I've changed how I'm invoking the user registered device drivers. I got rid of the ram function tables becuase it seemed wasteful of a limited resource. I'm setting up to use program memory and flash it as needed. A block of program memory is set aside for each of the 20 interrupts in the framework. When a device driver is bound to a particular interrupt, the function routine address is flashed into the program memory jump table as part of setup. The next time that interrupt is invoked, the supplied device driver is branched to via the dispatch table. This had a couple positives and negatives.
The negative is that you don't want to be dynamically changing which drivers are running attached to which interrupts. The good news is this shouldn't happen. A robot's configuration is pretty stable while running (no one running along side swaping io wires). Although it is possible you'd like to share an io pin with a couple different drivers, the best way of handling something like that is to write your own software mux routine to multiplex between the two drivers. It's just something that seems a bit odd-ish so I didn't worry about it too much.
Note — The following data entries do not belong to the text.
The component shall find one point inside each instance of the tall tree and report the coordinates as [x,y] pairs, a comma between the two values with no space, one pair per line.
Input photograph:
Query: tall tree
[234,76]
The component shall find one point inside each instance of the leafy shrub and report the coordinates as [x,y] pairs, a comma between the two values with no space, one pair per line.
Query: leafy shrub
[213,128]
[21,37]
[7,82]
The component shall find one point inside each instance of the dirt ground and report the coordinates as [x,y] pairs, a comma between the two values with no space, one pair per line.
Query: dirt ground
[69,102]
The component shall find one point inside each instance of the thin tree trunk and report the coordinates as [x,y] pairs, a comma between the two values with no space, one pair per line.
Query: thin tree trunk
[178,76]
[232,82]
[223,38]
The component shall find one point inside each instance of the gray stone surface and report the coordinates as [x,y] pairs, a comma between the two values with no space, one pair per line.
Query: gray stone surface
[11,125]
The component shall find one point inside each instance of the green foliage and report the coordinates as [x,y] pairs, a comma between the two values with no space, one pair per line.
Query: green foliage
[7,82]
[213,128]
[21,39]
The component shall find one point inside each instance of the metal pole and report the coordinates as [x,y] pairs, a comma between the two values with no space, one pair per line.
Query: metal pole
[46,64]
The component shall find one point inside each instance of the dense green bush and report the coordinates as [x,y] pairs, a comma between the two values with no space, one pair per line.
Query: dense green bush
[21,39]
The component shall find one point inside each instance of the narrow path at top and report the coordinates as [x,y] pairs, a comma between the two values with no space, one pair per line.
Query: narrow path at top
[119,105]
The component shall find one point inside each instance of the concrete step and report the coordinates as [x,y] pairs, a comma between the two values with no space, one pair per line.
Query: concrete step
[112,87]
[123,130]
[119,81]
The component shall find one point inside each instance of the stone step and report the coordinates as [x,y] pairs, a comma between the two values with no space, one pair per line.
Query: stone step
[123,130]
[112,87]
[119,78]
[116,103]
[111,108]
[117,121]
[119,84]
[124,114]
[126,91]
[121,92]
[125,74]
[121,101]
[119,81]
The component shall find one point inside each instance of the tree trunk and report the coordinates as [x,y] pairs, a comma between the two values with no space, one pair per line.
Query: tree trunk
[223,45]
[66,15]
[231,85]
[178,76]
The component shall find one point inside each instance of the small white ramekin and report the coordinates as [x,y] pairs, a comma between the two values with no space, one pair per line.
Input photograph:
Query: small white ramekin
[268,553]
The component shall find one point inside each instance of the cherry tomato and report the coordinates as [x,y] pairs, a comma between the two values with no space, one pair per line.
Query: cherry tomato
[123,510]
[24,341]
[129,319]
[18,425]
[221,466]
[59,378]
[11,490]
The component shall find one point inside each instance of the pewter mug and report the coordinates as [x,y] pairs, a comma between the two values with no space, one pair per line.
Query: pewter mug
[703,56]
There are ways of programming around it within the custom drivers you'd need anyway. Another negative is the programmable jump table code sucks up chunks of program space. I thought about reserving a flash block for each interrupt per service layer but thats something like 2k instructions with the 64 byte flash blocks of the 8722. But no matter how you work the issue, a chunk of program memory gets used. Currently a little under 1k bytes of program space gets used for the dispatch tables. The code to setup and flash the jump table entries is a bit ummm interesting, which is also a negative. The time it requires to flash the tables is in the ms range, but since this only has be to done once per code image the overhead isn't too bad. The 2nd time the flash is done to bind a driver to an interrupt the code finds the appropriate address already there so doesn't have to do anything. Yeah, it boarders on self-modifying code but what the heck you only live once.
The positives of the program jump tables are improved latency and reduced ram resources. The jump tables bring the framework back toward being more like compile-time bindings. The three PCLAT registers don't need to be saved either since the code no longer does jumps through ram. This saves context time within the ISR and every bit helps (a total of 12 instruction cycles). The jump code is also cleaner code wise with a few less instruction cycles - only 1 pipeline break vs the three in using ram function pointers. I'm holding back on doing the final step of putting the jump tables in-line within the ISR proper. That would save 2 instruction cycles but overly complicate the flash code. With these changes the maximum execution path is just under 100 cycles. The average ISR time was about 20 cycles less than that. So, for common interrupts the latency time is under 10usec which was my original goal.
Along the way I found the compiler being "helpful" and taking logic that was optimally laid out and compiling it so it took 2.5x longer than it should by reorganizing the code in program memory. I haven't found which optimization did it, but sticking in asm nop turned it all off and generated the code expected. I keep looking at coding the main chunk of the physical hardware ISR layer in assembly. Its not that big and I'm getting tired of fighting the compiler.
Bud
|